Scaling up electronic IDSR
Electronic surveillance systems are increasingly being adopted for prompt disease detection and monitoring, improved effectiveness of data collection and improved data analysis and information dissemination. We have learnt from Rwanda that several elements are required for the successful implementation of a national electronic surveillance system, including political commitment, secure toll-free numbers, piloting before national roll-out; periodic data quality assessments; appropriate training; and regular feedback and sharing of information among relevant stakeholders. Rwanda has been able to achieve national coverage and high levels of timeliness and completeness of reporting.38 Madagascar has also demonstrated that use of mobile phone short message service text messaging improves IDSR data completeness but improving timeliness and data quality was more challenging.39 The study in Madagascar highlighted the need for healthcare staff training on IDSR.39 Our analysis shows that among 20 countries with good timeliness of IDSR reporting, 15 have electronic surveillance systems. In view of the latter, the third edition of the IDSR technical guidelines and training modules have dedicated a specific section and module on the implementation of eIDSR or eSurveillance. Countries are therefore urged to scale up eIDSR implementation nationwide.

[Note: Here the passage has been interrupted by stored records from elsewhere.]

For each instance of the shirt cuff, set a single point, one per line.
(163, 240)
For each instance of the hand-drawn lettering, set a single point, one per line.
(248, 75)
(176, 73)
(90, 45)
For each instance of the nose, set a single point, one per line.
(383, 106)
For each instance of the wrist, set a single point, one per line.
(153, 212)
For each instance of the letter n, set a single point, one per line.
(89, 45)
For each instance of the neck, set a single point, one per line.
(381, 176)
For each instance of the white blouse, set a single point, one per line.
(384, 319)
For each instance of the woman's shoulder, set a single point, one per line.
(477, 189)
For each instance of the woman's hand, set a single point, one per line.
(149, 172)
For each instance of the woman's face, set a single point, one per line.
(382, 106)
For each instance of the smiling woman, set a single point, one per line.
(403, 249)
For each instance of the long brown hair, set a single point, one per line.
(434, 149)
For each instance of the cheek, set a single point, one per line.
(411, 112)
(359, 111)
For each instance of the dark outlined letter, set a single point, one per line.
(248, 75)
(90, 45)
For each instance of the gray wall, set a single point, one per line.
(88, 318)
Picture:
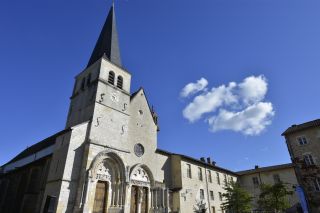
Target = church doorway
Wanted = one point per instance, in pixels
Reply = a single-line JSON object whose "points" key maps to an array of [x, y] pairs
{"points": [[101, 197], [139, 199]]}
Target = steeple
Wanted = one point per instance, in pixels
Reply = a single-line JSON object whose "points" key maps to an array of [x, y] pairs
{"points": [[108, 42]]}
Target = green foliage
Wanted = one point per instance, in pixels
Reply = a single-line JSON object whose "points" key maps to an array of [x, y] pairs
{"points": [[237, 199], [274, 197], [200, 207]]}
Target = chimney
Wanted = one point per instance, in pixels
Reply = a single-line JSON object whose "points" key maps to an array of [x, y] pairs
{"points": [[208, 160]]}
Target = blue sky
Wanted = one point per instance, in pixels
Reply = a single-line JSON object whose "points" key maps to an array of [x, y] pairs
{"points": [[165, 45]]}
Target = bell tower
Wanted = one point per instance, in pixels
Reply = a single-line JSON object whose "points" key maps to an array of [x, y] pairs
{"points": [[104, 84]]}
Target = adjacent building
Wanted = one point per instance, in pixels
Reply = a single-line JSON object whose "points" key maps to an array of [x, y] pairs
{"points": [[253, 178], [303, 141]]}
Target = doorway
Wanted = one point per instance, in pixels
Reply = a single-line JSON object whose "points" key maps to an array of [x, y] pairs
{"points": [[139, 199], [101, 198]]}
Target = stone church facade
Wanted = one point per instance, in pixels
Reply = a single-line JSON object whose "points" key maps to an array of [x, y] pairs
{"points": [[106, 159]]}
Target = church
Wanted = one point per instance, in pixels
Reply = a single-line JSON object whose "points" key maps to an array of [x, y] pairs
{"points": [[107, 159]]}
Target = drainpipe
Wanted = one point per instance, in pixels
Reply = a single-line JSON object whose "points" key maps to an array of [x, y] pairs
{"points": [[208, 195]]}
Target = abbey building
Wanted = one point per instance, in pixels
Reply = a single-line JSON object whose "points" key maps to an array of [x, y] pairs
{"points": [[106, 159]]}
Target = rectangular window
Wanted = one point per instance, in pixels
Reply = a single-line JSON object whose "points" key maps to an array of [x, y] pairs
{"points": [[308, 159], [302, 140], [211, 195], [220, 196], [231, 180], [276, 178], [209, 176], [189, 171], [255, 181], [200, 173], [317, 184], [49, 206], [201, 194]]}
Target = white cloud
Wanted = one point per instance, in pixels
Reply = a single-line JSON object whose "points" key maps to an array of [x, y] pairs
{"points": [[237, 107], [193, 88], [209, 102], [250, 121], [253, 89]]}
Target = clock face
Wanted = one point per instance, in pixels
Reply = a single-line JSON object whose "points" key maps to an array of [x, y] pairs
{"points": [[114, 97]]}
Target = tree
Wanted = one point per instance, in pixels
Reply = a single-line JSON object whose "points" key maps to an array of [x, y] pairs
{"points": [[274, 197], [200, 207], [237, 199]]}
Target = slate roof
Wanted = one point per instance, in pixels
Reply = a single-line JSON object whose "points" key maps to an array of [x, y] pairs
{"points": [[108, 42], [38, 146], [160, 151], [302, 126], [264, 169]]}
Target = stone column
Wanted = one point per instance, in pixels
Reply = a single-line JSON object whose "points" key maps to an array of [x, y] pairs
{"points": [[118, 194], [113, 203], [139, 199]]}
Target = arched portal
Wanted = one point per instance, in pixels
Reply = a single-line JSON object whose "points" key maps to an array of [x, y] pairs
{"points": [[141, 180], [106, 183]]}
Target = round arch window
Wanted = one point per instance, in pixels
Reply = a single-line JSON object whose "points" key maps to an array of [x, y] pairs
{"points": [[138, 149]]}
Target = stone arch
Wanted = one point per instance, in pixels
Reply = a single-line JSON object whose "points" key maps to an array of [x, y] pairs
{"points": [[110, 164], [108, 167], [147, 177]]}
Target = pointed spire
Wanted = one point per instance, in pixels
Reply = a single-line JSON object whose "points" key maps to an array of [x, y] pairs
{"points": [[108, 42]]}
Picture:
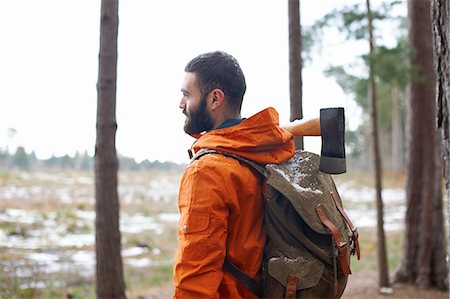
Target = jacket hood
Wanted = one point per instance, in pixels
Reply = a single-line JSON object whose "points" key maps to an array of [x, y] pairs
{"points": [[258, 138]]}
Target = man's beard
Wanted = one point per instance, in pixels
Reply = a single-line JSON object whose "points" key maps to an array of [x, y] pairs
{"points": [[198, 120]]}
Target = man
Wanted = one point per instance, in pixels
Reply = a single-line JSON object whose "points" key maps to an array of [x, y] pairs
{"points": [[220, 199]]}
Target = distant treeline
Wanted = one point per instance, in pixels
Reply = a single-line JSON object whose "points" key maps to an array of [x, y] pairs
{"points": [[81, 161]]}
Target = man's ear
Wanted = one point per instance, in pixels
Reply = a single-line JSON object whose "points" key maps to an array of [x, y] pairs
{"points": [[217, 98]]}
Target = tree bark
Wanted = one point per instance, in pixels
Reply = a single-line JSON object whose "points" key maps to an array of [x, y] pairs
{"points": [[109, 270], [441, 38], [397, 136], [424, 254], [295, 65], [383, 277]]}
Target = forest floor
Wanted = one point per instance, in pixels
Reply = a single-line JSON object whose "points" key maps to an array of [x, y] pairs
{"points": [[47, 235], [360, 285]]}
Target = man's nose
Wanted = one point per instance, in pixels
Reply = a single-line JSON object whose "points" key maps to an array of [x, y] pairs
{"points": [[182, 104]]}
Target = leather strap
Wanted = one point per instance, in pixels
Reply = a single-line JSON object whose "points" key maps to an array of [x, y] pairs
{"points": [[354, 231], [254, 286], [337, 237], [291, 286]]}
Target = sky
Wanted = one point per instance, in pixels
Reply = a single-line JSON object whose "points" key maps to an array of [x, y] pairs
{"points": [[49, 68]]}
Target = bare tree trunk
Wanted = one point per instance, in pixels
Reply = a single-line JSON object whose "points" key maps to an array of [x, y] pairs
{"points": [[424, 253], [295, 65], [441, 42], [382, 257], [397, 136], [110, 282]]}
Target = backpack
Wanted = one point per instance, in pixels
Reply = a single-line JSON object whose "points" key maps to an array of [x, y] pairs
{"points": [[309, 236]]}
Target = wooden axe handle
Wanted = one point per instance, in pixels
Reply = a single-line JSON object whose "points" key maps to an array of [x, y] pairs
{"points": [[309, 127]]}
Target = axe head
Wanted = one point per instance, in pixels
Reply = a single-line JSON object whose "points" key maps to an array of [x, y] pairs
{"points": [[332, 130]]}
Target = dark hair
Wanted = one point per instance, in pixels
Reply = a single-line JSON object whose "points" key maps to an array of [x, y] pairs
{"points": [[219, 70]]}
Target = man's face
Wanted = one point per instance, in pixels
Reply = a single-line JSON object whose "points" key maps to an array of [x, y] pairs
{"points": [[194, 106]]}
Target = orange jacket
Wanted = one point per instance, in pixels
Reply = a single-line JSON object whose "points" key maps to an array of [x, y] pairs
{"points": [[222, 210]]}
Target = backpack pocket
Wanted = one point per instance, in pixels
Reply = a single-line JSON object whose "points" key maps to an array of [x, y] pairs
{"points": [[308, 271]]}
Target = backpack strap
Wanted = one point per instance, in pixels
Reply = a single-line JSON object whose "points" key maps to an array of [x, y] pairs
{"points": [[206, 151], [254, 286], [353, 230], [337, 237]]}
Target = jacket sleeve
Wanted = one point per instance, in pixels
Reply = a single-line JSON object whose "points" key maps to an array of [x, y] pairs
{"points": [[202, 232]]}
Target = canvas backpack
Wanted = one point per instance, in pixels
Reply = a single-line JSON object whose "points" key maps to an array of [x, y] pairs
{"points": [[309, 236]]}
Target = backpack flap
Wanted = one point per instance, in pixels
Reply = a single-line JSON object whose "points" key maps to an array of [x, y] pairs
{"points": [[300, 180], [308, 271]]}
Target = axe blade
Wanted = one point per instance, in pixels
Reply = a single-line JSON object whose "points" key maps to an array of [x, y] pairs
{"points": [[332, 127]]}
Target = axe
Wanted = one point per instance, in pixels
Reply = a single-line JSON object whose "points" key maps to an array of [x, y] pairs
{"points": [[331, 127]]}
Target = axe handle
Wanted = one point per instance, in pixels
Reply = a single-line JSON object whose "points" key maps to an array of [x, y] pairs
{"points": [[309, 127]]}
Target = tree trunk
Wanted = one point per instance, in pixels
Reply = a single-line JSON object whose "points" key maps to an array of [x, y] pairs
{"points": [[397, 136], [424, 253], [441, 43], [110, 282], [383, 275], [295, 65]]}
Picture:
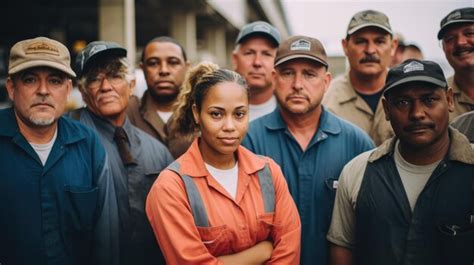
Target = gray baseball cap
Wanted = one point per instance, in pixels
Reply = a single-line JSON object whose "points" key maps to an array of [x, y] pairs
{"points": [[413, 70], [95, 49], [461, 15], [259, 28], [301, 47], [369, 18]]}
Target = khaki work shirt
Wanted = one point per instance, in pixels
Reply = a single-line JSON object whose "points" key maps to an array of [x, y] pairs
{"points": [[462, 102], [342, 100]]}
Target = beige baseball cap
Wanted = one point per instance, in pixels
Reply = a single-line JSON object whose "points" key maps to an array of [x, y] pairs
{"points": [[369, 18], [301, 47], [39, 51]]}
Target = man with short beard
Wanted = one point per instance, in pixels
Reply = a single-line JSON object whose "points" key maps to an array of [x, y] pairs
{"points": [[164, 65], [57, 198], [410, 200], [300, 136], [106, 82], [457, 38], [356, 96]]}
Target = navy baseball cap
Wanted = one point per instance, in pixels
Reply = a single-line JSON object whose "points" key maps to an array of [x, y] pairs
{"points": [[413, 70], [369, 18], [95, 50], [461, 15], [261, 28]]}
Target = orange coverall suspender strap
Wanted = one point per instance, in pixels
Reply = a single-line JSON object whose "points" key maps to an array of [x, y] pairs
{"points": [[197, 205]]}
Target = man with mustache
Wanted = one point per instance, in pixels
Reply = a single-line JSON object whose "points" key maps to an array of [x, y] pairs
{"points": [[409, 201], [57, 198], [136, 158], [253, 59], [164, 64], [457, 38], [356, 96], [300, 135]]}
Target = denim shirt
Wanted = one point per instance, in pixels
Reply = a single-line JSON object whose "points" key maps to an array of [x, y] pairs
{"points": [[132, 184], [311, 174], [64, 212]]}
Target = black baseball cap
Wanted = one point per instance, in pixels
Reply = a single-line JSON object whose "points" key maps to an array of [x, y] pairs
{"points": [[413, 70], [95, 50], [461, 15], [259, 28]]}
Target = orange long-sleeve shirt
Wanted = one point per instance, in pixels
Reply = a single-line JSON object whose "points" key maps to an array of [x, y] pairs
{"points": [[234, 225]]}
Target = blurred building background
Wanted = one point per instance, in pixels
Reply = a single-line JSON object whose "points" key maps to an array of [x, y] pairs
{"points": [[206, 29]]}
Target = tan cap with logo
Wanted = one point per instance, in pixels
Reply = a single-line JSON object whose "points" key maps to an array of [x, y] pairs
{"points": [[301, 47], [39, 51], [369, 18]]}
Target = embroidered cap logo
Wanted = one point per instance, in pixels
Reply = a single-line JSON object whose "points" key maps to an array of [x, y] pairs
{"points": [[300, 45], [42, 47], [413, 66]]}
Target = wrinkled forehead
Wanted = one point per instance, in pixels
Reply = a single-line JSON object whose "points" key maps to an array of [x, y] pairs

Providing feedback and information sharing
Periodic regular consistent feedback and sharing of data on IDSR priority diseases, conditions and events in a timely manner across all levels of the health system and with WHO requires improvement in several countries. Weekly data reporting for IDSR priority diseases, conditions and events from countries to WHO is inadequate. Data and information sharing is critical for early detection, timely action, and leads to better evidence-led decision-making. Under the IHR, all countries are required to promptly share data (epidemiological and laboratory), as well as epidemiological bulletins.
Integrating with broader health information systems
IDSR should be aligned with broader health information systems of the countries. This will require explicit efforts so that the units responsible for IDSR are integrated within the units responsible for health management information systems.
Implementing IDSR in complex situations
Humanitarian crises and public health emergencies have affected IDSR performance in several countries due to the disruption of health and other social services. Based on the experiences from South Sudan and Nigeria, the second edition of the IDSR technical guidelines is currently being revised to include several key components and lessons learnt from implementing IDSR in humanitarian crises.